Tuesday, 25 February 2014

Tavira Redstart

Spring is surely here!  It’s warmer, the days are longer and the birds are definitely getting in the mood for the breeding season.  Chiffchaffs, one of the most numerous species here through the last two or three months, are now singing everywhere, their numbers presumably boosted by returning migrants that have been much further south for the winter.  Zitting Cisticolas, with a song that is probably even more monotonous than that of the Chiffchaff, can be seen in display flights over almost any area of open grassland.  Hoopoes can also be heard; again theirs is hardly a musical song but always a pleasure.  Barn Swallows and House Martins can be seen collecting mud and starting to renovate old nests.  Great Spotted Cuckoos are courting, chasing each other around and at the same time causing alarm among the local Magpies.  How aware, we wonder, are the Magpies that they may soon be expending all their energy in raising young Cuckoos rather than their own offspring?  Yesterday, we saw our first Pallid Swifts of the year and any day now we expect to see Yellow Wagtails followed by Woodchat Shrikes and others as the migration season gets fully underway.  It all happens every year but we still find ourselves excited by it!

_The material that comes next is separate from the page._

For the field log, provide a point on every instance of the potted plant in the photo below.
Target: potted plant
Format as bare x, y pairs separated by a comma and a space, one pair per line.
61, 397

In the last week or so we have made further multiple visits to Castro Marim, we’ve spent quite a bit of time around our local patch, the Tavira and Santa Luzia saltpans, and we’ve been in the Castro Verde area, where Great Bustards, Spanish Imperial Eagles, Black-bellied Sandgrouse and an Ocellated Lizard were among the highlights.  Rather surprisingly, we’ve also spent quite a bit of time in the narrow, cobbled streets of Tavira town centre!

Ocellated Lizard

Black Redstart

There has been just one accepted record in Portugal of Moussier’s Redstart: a bird found near Sagres on 16th November 2006 that stayed in the area for about two months, long enough for us to see it when we returned here after an Avian Adventures tour in Costa Rica!  So, when we received news late last Tuesday evening that another male Moussier’s Redstart had been seen and that it is was no more than five minutes drive away in Tavira town centre, we immediately cancelled our plans for Wednesday!  Apart from wanting to see the bird ourselves, we were also keen to confirm the sighting and the identification because we knew that there would be people who would be planning to travel here from as far away as Lisbon once they were sure that there was a chance of seeing such an extreme rarity.  Unfortunately, our efforts have so far been in vain and we have yet to re-locate the bird.  There has apparently been another reported sighting in the last couple of days but at the moment details of that are lacking.  Our only reward to date for pounding the streets has been a nice, spiffy, male Black Redstart but we live in hope!